User Portlet User Portlet

Richard Rankin
Retired
LOCATION: Madison, WI
WEBSITE: Not indicated
BLOG: Not indicated
INTERESTS IN JOBS & NETWORKING: Not indicated
ABOUT ME:

Major systems I’ve worked on, ignoring working contemporaneously as an Oracle DBA (certified through 11.2), system administrator with various flavors of Unix primarily Linux, Network Administration, systems design and development team leadership. I worked long term for some companies and changed my role several times. I also did some short-term (less than 18 months) projects such as spitting and merging some of subunits of some of the world’s largest banks during the banking crisis at the end of the first decade of the 21st century.

A large warehouse type with a huge fact table containing measurements for every few minutes at every switch, substation, large commercial connections, etc. each measurement containing location code, time, KVA, KVAR and KW from which I could calculate other data such as PF, etc. I developed my own indexing strategy for time-series data that was smaller and faster than any existing method currently available. This database had a mathematic/graphic interface which provided primarily statistical and other computational capabilities, a large number of graph capabilities and simulated changes allowing the combining of circuits, loss of circuits for system protection modeling for planning, etc. I could look at graphs of a rural area and identify dairy farming areas, vegetable growth and canning areas; or industrial vs. retail commercial just from usage factors. Various decision making and “what-if” scenarios were possible.

A system that used maps, with aerial photographs warped on to them to match the aspect (matching 5-7 positive geographic points on both). We had grid then marked over this. Primarily by using the maps and photographs but also information from the system above and occasional field trips, we could identify land use, i.e. residential farm land, manufacturing, retail commercial, etc. Using historical data we developed a reasonably accurate algorithm to predict future land use. Land use has a causative correlation with power use. Transmission lines, distribution lines, substations, etc. are extremely expensive investments. If placed where they are underutilized, then the investment produces a poor return. They must be placed for maximal utilization. Transformer cost is tied to capacity, underutilization is wasted capacity, overutilization means a blown transformer or paying a neighbor to run a sprinkler on it all summer. It was only after I left that I realized the real estate investment opportunities.

Another engineer and I, in a tempestuous working relationship, designed and built a 3-D substation CAD system. Survey data was dropped in as base, every component down to nuts and bolts were tied to a database containing every detail about the component from threading to stress capacity, metal used, vendor, part number, cost, etc. We created standard assemblies that were often used with a graphic containing all parts and a database “tree” component with all the data for the parts. They could be “opened” to make specific use changes. The designers could “walk” through the substation as they designed. When complete, you would “push a button” and get multiple blueprints as required, a parts and cost list, purchase orders, etc.

While knowing but loathing COBOL myself, I wrote a program for a friend that would parse a COBOL program and create a structure chart of the code. The developers were required to create such a chart when designing a program. They found that it was easier to write the code, generate the chart and submit it for approval. If changes were required they would modify the code, generate a new chart and submit it. When the chart was approved they had the “go-ahead” to write the already completed code. This program became the single most executed mainframe program in the company.

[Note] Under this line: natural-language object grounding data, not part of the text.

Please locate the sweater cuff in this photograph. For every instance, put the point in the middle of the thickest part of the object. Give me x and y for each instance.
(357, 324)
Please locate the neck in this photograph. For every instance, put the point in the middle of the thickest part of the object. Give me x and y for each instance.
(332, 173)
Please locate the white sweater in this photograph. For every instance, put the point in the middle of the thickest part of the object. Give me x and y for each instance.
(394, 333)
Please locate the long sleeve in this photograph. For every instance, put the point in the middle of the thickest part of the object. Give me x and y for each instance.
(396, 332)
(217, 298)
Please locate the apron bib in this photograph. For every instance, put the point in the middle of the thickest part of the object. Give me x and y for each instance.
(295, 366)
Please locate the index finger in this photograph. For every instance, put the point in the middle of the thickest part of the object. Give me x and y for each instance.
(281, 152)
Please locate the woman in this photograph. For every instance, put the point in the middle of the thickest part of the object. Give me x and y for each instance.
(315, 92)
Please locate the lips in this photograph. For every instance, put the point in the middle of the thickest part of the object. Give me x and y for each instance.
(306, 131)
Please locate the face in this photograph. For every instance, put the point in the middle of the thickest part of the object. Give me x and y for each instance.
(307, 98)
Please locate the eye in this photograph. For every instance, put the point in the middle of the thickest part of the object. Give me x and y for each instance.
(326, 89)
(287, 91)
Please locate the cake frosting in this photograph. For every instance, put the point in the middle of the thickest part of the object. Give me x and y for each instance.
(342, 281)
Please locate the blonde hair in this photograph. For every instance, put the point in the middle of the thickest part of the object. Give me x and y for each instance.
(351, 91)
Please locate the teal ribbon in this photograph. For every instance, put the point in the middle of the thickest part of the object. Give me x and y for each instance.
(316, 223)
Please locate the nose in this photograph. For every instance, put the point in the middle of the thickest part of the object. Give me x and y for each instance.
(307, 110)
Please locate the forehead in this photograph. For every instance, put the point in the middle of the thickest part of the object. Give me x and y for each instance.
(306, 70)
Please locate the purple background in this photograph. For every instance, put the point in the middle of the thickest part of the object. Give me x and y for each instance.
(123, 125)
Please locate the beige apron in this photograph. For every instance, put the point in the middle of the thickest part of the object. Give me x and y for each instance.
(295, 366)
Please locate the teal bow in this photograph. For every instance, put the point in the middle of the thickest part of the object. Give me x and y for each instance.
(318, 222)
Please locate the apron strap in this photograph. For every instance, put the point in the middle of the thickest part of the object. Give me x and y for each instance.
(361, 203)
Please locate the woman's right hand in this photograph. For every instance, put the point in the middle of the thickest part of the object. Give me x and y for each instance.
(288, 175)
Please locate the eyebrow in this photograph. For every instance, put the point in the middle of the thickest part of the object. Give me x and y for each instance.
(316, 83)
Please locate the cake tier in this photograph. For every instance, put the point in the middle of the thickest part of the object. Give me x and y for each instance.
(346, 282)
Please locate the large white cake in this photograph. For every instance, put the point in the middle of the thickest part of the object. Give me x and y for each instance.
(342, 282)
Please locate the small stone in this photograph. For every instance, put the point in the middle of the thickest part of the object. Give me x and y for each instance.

I went to work for an agri-business company and immediately showed them a 65K license payment they recently and needlessly made because they didn’t understand the developer software licensing procedure. They were also about to buy a 450K computer to match a large client running their software. I built them two dual-processor Intel machines with sufficient disk space to do Oracle development and also build copies of client systems for debugging. The company with the $.5 mil system could not get our accounting system to run as fast as it did on our system after we recreated everything but the hardware/os. We worked with them on this (at time and expenses) for a long time before they gave up. Our software was still best of breed thanks to their design wizard and some help from me.

I went to work in bioinformatics developing a new database strategy for storing the exponentially increasing large amount of biological sequence data and it’s equally large annotative data. I developed a method for storing large amounts of textual data using CLOB storage in a relation system that provided far more rapid access to biological sequence data than previous systems when querying the annotation (associated descriptive data) categorized on load by training categorical indexing system, using text indexes with a far richer syntax added to SQL, using a general thesaurus ("rabbit"="hare") and domain specific thesauri (equating differing taxonomies and terminology). NOSQL queries using a SQL plus other, richer query capabilities that included the use of the thesauri and the weighting of the criteria which gave. via a complex calculus, ranked results ordered by a score indicating a degree of fit for each “record” to the query criteria. A subset of the results of this query of stored data provided a feed to the sequence alignment engine that used a variety of algorithms to do a variety of tasks from sequencing the rice genome to identifying victims of the terrorist attack on 9/11/2001.